As fanciful as some of the winning projects may be, they will all end homelessness for dozens of families and individuals, said Phil Ansell, head of the L.A. County Homeless Initiative.
Even more important “is the promise that these approaches will result in hundreds or thousands or tens of thousands of units of housing being built in Los Angeles County more cheaply and more quickly,” Ansell said. “Scalability is fundamental to our objective.”
The innovation challenge is part of a growing push by local government, business and philanthropic leaders to break both the city’s and county’s dependency on a federal tax-credit program that for decades has been the bedrock of financing affordable and supportive housing.
As city and county voters have committed new local taxes to the homeless crisis, the slow and increasingly costly practice of building traditional, tax-credit-financed apartment buildings has become an impediment to getting homeless people into housing quickly.

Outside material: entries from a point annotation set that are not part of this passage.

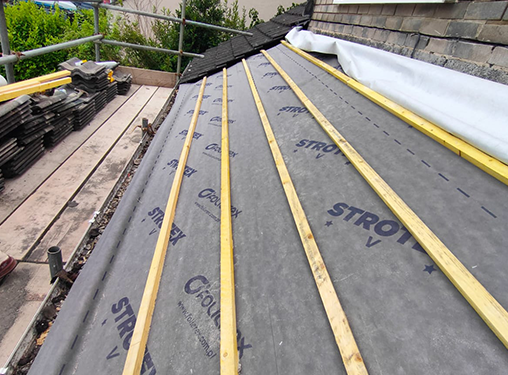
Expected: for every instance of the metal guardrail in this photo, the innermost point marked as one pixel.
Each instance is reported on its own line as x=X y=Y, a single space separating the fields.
x=8 y=58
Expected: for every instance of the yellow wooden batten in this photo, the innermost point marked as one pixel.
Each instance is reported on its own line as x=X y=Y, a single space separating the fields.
x=144 y=319
x=353 y=361
x=487 y=163
x=35 y=81
x=228 y=344
x=482 y=301
x=32 y=89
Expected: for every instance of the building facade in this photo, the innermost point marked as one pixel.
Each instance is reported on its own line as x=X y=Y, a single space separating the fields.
x=467 y=36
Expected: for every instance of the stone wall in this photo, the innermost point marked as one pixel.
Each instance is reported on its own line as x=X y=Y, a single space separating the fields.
x=468 y=36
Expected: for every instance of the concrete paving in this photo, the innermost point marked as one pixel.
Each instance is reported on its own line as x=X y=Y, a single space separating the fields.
x=86 y=168
x=406 y=316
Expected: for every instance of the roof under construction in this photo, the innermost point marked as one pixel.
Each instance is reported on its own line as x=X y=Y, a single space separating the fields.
x=404 y=313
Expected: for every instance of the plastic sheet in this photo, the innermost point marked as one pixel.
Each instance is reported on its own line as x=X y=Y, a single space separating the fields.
x=471 y=108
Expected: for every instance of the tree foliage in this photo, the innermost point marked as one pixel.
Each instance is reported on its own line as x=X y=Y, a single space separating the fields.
x=31 y=26
x=198 y=39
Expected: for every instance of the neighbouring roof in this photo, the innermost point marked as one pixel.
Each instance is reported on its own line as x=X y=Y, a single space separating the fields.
x=406 y=315
x=265 y=35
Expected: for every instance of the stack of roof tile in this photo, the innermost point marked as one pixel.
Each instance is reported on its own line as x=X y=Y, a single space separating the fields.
x=84 y=112
x=112 y=91
x=124 y=82
x=87 y=76
x=13 y=115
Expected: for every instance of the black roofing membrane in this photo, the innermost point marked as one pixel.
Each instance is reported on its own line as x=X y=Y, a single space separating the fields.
x=405 y=314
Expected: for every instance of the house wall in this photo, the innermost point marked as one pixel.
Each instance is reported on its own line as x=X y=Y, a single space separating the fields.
x=468 y=36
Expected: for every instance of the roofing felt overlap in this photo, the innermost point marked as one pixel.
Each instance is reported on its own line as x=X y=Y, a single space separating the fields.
x=405 y=314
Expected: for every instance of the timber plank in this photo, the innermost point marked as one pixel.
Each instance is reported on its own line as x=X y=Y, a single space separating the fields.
x=73 y=223
x=18 y=189
x=23 y=229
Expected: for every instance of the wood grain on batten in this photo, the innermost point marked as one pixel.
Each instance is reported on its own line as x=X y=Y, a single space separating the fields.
x=485 y=162
x=351 y=357
x=228 y=345
x=475 y=293
x=142 y=328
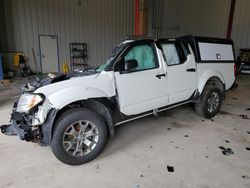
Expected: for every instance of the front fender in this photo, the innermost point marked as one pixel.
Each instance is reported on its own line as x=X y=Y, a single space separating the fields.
x=206 y=76
x=68 y=95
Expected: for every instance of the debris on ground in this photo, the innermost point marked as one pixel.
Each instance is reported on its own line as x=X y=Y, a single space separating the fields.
x=170 y=168
x=97 y=167
x=243 y=116
x=245 y=177
x=226 y=151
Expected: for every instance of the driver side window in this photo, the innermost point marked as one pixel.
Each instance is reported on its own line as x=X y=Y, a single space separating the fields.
x=173 y=53
x=144 y=55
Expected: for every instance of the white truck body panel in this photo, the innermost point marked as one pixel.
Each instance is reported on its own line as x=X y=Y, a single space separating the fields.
x=216 y=52
x=63 y=93
x=224 y=71
x=142 y=91
x=181 y=84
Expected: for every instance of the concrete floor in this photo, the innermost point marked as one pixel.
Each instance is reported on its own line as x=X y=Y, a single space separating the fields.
x=140 y=152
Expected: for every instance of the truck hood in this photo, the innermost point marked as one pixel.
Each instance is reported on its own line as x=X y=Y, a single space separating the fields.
x=74 y=89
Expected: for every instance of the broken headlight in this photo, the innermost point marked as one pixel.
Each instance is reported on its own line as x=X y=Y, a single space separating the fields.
x=28 y=101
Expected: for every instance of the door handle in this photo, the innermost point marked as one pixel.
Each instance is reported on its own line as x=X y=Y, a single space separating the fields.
x=191 y=70
x=160 y=75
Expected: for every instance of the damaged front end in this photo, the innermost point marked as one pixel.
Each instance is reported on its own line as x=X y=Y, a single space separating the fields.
x=31 y=118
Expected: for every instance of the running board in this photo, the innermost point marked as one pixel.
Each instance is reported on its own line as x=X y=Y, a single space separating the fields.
x=155 y=112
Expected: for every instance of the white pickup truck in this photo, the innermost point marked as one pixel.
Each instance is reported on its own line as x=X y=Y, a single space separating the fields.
x=76 y=113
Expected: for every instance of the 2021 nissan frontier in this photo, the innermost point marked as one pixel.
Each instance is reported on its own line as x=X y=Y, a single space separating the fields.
x=76 y=113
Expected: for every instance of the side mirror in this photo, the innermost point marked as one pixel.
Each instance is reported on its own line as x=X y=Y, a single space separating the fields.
x=130 y=65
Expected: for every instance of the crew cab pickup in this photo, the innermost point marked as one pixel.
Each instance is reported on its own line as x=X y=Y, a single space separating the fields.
x=76 y=113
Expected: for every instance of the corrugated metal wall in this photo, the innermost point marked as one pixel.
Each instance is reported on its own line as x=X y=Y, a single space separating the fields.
x=3 y=34
x=241 y=24
x=99 y=23
x=172 y=18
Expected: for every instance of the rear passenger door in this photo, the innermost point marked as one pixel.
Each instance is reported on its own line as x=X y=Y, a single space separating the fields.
x=181 y=70
x=143 y=88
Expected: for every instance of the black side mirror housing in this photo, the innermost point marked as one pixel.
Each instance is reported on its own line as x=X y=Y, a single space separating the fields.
x=129 y=65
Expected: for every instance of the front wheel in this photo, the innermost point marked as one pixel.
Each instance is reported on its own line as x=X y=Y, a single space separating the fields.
x=79 y=136
x=210 y=102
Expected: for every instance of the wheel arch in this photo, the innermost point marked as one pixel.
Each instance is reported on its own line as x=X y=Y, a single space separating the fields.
x=101 y=106
x=211 y=77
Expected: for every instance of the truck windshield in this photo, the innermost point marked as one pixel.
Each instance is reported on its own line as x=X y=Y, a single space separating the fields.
x=115 y=52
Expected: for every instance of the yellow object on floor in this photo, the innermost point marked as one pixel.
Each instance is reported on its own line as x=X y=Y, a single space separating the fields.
x=16 y=59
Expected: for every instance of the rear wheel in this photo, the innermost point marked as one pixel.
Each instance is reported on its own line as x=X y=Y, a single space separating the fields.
x=80 y=136
x=210 y=102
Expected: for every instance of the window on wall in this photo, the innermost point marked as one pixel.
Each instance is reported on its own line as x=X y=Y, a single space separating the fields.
x=144 y=55
x=173 y=53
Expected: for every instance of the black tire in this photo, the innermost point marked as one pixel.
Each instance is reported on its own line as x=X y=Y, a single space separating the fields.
x=202 y=107
x=64 y=122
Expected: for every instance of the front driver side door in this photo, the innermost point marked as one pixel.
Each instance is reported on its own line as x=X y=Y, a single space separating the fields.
x=145 y=87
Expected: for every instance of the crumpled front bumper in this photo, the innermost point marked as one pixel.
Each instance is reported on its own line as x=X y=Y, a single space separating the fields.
x=20 y=126
x=13 y=129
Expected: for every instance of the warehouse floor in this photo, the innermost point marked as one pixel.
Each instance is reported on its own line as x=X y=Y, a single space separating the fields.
x=140 y=152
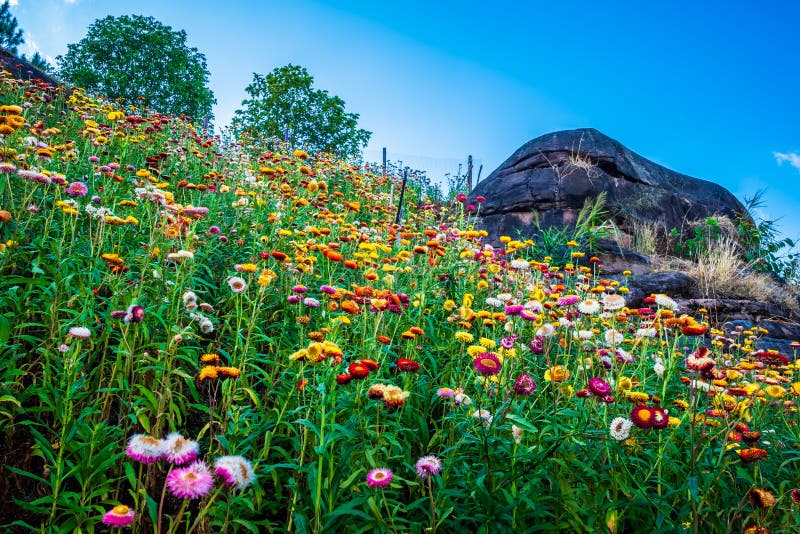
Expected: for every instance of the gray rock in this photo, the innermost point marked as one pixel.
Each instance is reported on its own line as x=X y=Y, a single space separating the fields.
x=554 y=174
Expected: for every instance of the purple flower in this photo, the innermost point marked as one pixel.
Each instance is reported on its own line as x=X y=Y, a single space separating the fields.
x=524 y=385
x=119 y=516
x=77 y=189
x=379 y=477
x=599 y=387
x=487 y=363
x=428 y=465
x=190 y=482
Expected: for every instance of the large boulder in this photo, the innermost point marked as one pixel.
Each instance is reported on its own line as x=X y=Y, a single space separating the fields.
x=554 y=174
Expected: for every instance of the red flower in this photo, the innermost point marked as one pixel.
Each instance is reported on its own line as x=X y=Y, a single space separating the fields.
x=343 y=379
x=371 y=364
x=358 y=370
x=642 y=416
x=752 y=454
x=404 y=364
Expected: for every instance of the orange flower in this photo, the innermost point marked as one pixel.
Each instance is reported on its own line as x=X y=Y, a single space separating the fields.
x=350 y=306
x=752 y=454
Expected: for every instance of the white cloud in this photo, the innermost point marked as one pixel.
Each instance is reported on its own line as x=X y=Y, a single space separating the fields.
x=792 y=158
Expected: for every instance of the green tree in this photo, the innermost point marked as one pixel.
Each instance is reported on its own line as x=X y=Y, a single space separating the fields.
x=10 y=35
x=285 y=101
x=136 y=57
x=39 y=62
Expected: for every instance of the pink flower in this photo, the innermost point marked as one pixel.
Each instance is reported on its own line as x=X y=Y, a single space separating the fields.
x=77 y=189
x=428 y=465
x=190 y=482
x=379 y=477
x=119 y=516
x=487 y=363
x=180 y=450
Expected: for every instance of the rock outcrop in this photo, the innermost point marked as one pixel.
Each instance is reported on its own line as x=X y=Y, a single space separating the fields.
x=554 y=174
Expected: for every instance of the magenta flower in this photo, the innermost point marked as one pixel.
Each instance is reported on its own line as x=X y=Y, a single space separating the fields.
x=599 y=387
x=487 y=363
x=379 y=477
x=235 y=471
x=145 y=449
x=77 y=189
x=119 y=516
x=190 y=482
x=524 y=385
x=428 y=465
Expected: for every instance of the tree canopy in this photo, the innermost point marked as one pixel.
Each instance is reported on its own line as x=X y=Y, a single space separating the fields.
x=136 y=58
x=285 y=102
x=10 y=34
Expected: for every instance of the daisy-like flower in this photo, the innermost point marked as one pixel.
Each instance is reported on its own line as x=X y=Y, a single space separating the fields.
x=190 y=482
x=524 y=385
x=427 y=466
x=119 y=516
x=487 y=363
x=516 y=433
x=620 y=428
x=761 y=498
x=77 y=189
x=613 y=337
x=751 y=454
x=589 y=307
x=664 y=301
x=642 y=416
x=599 y=387
x=613 y=301
x=80 y=332
x=380 y=477
x=484 y=415
x=206 y=326
x=235 y=471
x=145 y=449
x=557 y=373
x=237 y=284
x=180 y=450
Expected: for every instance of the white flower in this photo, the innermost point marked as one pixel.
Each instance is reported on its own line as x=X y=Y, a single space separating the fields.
x=517 y=433
x=589 y=307
x=81 y=332
x=620 y=428
x=613 y=302
x=485 y=415
x=206 y=326
x=646 y=332
x=658 y=367
x=613 y=337
x=546 y=330
x=237 y=284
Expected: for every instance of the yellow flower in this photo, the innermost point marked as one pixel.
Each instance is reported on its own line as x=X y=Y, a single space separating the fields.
x=464 y=337
x=775 y=391
x=557 y=373
x=474 y=350
x=486 y=342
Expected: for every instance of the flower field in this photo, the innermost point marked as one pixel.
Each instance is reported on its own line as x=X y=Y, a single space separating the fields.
x=202 y=336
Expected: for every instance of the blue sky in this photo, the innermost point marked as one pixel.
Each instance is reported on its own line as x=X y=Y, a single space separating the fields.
x=705 y=88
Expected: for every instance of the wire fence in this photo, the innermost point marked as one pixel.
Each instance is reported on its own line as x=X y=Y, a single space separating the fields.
x=447 y=174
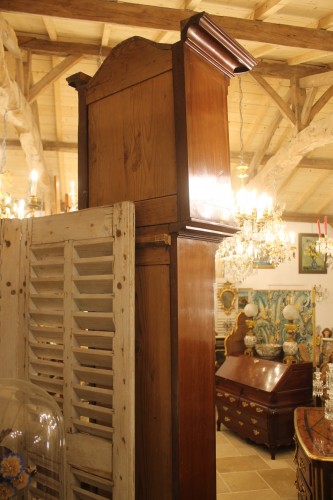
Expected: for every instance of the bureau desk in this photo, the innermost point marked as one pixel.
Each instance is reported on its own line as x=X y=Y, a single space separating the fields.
x=256 y=398
x=314 y=454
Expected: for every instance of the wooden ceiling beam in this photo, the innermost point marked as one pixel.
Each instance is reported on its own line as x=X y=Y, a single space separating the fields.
x=290 y=154
x=62 y=49
x=163 y=18
x=310 y=163
x=64 y=147
x=52 y=76
x=310 y=75
x=269 y=8
x=283 y=106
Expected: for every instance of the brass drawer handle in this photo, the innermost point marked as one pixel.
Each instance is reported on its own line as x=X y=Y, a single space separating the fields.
x=302 y=464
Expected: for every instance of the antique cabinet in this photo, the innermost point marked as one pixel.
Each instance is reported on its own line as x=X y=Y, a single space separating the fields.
x=153 y=129
x=314 y=454
x=256 y=398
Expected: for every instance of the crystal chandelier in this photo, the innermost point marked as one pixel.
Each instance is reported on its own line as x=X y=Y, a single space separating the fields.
x=262 y=235
x=33 y=205
x=324 y=244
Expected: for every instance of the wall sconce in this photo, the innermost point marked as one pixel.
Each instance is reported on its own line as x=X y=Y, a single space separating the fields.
x=250 y=310
x=321 y=293
x=290 y=347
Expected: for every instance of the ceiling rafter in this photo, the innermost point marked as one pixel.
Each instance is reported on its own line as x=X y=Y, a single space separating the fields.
x=20 y=113
x=52 y=76
x=289 y=155
x=164 y=18
x=284 y=107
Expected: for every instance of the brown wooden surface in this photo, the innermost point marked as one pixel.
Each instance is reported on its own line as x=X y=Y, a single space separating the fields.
x=134 y=154
x=154 y=131
x=130 y=63
x=315 y=433
x=314 y=454
x=256 y=398
x=193 y=364
x=153 y=426
x=79 y=82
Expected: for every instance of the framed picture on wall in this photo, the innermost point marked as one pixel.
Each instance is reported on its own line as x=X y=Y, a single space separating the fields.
x=309 y=260
x=243 y=297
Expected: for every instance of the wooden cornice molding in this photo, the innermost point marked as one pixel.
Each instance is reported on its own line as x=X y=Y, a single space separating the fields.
x=211 y=43
x=167 y=19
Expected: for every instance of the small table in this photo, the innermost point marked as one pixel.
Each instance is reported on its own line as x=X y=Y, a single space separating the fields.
x=314 y=454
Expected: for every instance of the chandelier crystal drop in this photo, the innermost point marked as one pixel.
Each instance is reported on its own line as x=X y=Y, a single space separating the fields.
x=324 y=244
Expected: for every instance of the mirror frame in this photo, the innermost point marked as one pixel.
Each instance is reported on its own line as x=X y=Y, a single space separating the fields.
x=228 y=290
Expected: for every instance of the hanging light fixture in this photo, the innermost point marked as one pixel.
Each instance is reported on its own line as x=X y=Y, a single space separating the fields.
x=33 y=205
x=324 y=244
x=262 y=235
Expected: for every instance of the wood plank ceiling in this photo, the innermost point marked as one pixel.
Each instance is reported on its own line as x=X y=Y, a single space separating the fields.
x=286 y=102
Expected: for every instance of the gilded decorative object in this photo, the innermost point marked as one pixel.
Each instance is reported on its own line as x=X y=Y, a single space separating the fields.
x=250 y=339
x=290 y=347
x=227 y=296
x=268 y=351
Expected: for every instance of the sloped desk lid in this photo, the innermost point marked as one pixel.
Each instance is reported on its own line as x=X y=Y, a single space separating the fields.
x=258 y=373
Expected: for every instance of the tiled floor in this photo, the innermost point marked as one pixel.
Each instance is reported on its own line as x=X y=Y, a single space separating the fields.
x=244 y=469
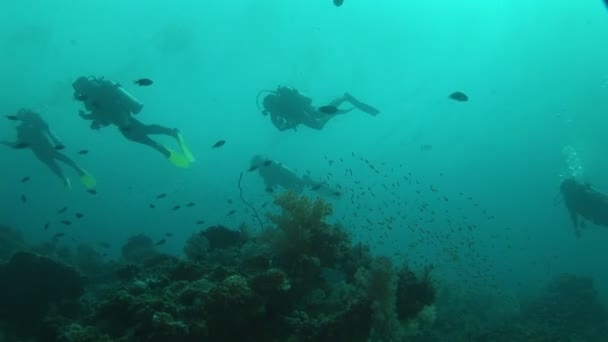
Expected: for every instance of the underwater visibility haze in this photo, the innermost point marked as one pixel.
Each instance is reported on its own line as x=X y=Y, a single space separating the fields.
x=349 y=170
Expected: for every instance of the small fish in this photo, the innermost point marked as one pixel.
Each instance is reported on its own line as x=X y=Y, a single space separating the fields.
x=459 y=96
x=219 y=144
x=328 y=110
x=103 y=244
x=143 y=82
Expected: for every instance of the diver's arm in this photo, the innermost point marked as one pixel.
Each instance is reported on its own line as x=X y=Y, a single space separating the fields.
x=53 y=137
x=86 y=116
x=574 y=219
x=281 y=123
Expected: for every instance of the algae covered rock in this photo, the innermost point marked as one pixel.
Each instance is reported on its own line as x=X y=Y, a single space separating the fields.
x=138 y=248
x=31 y=284
x=302 y=230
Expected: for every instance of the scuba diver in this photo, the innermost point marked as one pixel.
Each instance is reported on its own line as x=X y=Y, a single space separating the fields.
x=34 y=133
x=110 y=104
x=288 y=108
x=581 y=200
x=275 y=174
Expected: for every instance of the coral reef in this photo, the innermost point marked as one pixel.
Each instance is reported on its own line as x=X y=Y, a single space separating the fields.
x=138 y=249
x=31 y=285
x=302 y=280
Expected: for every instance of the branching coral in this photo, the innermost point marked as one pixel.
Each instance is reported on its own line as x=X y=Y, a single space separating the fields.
x=380 y=284
x=303 y=230
x=413 y=293
x=138 y=249
x=196 y=247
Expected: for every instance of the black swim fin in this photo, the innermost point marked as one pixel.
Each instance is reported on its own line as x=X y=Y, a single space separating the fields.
x=361 y=106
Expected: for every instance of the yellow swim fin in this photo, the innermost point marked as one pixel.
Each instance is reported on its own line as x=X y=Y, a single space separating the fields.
x=67 y=184
x=88 y=180
x=185 y=149
x=178 y=159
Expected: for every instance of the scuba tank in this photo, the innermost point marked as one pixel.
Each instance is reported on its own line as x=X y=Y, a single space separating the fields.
x=128 y=100
x=109 y=92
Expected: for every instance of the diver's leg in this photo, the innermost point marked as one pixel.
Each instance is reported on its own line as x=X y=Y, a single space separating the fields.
x=69 y=162
x=145 y=140
x=360 y=105
x=173 y=132
x=158 y=129
x=336 y=103
x=139 y=136
x=85 y=178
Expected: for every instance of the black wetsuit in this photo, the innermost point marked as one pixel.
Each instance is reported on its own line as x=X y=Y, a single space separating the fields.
x=34 y=133
x=581 y=200
x=106 y=108
x=291 y=108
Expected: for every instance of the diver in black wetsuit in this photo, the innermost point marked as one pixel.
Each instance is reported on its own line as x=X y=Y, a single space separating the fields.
x=288 y=108
x=34 y=133
x=584 y=202
x=275 y=175
x=108 y=103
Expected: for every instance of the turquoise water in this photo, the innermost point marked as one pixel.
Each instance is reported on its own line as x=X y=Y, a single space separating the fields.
x=534 y=71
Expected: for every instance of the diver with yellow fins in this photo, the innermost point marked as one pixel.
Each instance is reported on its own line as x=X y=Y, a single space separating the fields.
x=108 y=103
x=34 y=133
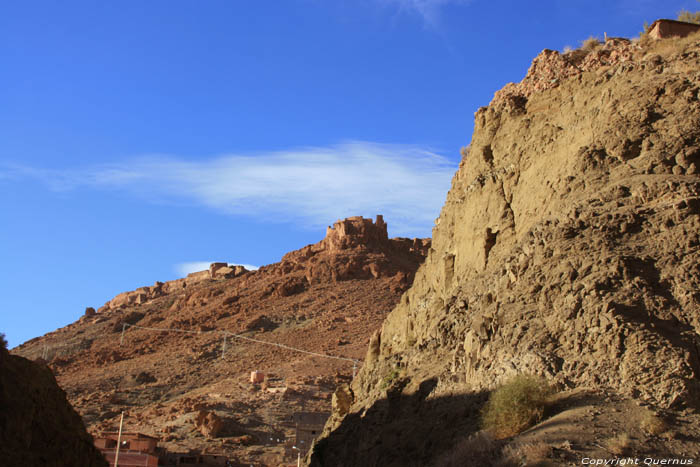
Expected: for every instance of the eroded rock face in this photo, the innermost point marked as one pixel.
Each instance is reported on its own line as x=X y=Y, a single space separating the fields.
x=37 y=424
x=567 y=248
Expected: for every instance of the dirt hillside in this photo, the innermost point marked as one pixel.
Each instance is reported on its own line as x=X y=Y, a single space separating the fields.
x=190 y=386
x=37 y=424
x=568 y=248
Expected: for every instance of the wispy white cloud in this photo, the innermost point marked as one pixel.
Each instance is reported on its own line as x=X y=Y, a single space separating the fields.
x=429 y=10
x=194 y=266
x=310 y=186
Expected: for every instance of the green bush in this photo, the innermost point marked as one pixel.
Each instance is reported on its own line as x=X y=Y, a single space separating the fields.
x=515 y=406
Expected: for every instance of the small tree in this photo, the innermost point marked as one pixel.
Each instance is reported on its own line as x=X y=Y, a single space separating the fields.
x=515 y=406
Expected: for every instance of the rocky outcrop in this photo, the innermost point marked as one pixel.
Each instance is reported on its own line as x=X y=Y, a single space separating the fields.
x=567 y=248
x=37 y=424
x=357 y=248
x=179 y=355
x=216 y=271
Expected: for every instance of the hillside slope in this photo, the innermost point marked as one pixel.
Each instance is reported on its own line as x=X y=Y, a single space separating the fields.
x=37 y=424
x=568 y=248
x=325 y=298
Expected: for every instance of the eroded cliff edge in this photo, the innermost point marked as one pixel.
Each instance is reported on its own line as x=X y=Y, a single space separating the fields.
x=568 y=248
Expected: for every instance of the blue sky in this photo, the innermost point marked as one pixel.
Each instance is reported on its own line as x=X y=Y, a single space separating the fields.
x=138 y=137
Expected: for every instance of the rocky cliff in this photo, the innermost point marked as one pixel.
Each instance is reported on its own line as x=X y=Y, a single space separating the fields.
x=568 y=248
x=37 y=424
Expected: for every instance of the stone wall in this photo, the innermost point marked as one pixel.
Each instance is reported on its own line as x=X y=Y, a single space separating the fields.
x=665 y=28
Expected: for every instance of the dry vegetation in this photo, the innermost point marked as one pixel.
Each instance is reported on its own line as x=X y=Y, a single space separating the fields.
x=515 y=406
x=619 y=444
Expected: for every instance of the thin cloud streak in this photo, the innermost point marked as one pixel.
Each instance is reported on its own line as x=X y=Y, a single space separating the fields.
x=309 y=186
x=429 y=10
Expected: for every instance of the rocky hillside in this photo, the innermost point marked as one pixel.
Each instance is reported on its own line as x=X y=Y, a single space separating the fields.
x=190 y=387
x=568 y=248
x=37 y=424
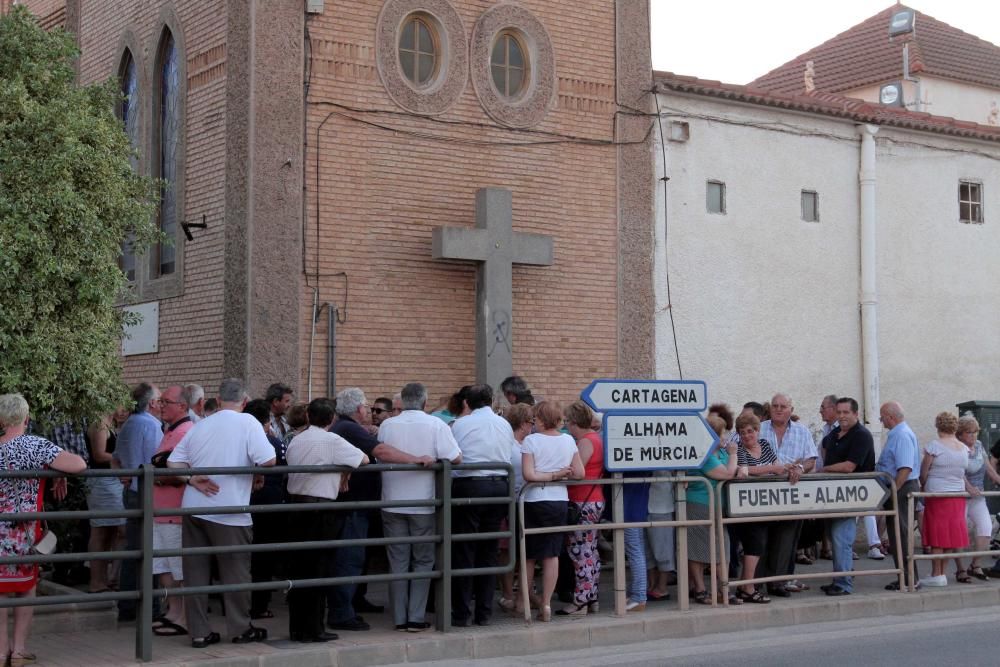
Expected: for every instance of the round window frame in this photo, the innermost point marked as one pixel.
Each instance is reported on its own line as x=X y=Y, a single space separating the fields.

For months, a citizen committee set up to oversee Proposition HHH, the city’s $1.2-billion homeless housing bond, has been raising concerns over setbacks and costs that have escalated to more than $500,000 per unit. In January, Mayor Eric Garcetti set aside $120 million from the bond to solicit innovative proposals to build 1,000 housing units without tax credits.
The county, with its innovation challenge, will use a smaller amount from Measure H — $4.5 million in awards, and $500,000 to administer the innovation challenge and monitor the housing projects — to test the best ideas.
A panel of judges — including representatives from local government, the housing industry and nonprofit sector —winnowed the applicants down to 12 finalistsbased on four criteria: “creative,” “achievable,” “meaningful” and “scalable.”
The following five winners were announced Feb. 1 at the downtown architectural school, SCI-Arc:
Houses that can float
A village in the Amazon was the inspiration for the project proposed by LifeArk, a company that builds houses that float.
After tiring of designing high-rises, architect Charles Wee tackled the problem of annual flooding in the Peruvian village where his cousin worked with indigenous people. Wee’s solution was a molded polymer panel that can be assembled into a variety of floor plans with basic tools.
Molded polymer house and schematic. (LifeArk)
“We have made all of the master molds,” Wee said, accepting the award. “Out of those molds, thousands of parts can be stamped. Roof, columns, floors can come together to allow any configuration on any kind of site.”
Another cousin, who works for the homeless services agency Illumination Foundation, drew Wee’s attention to the homeless crisis.
LifeArk is now purchasing land in El Monte and working with Illumination Foundation to build a community of three buildings for 16 homeless tenants. LifeArk will use the grant money to get certification from the California Department of Housing and Community Development, Wee said.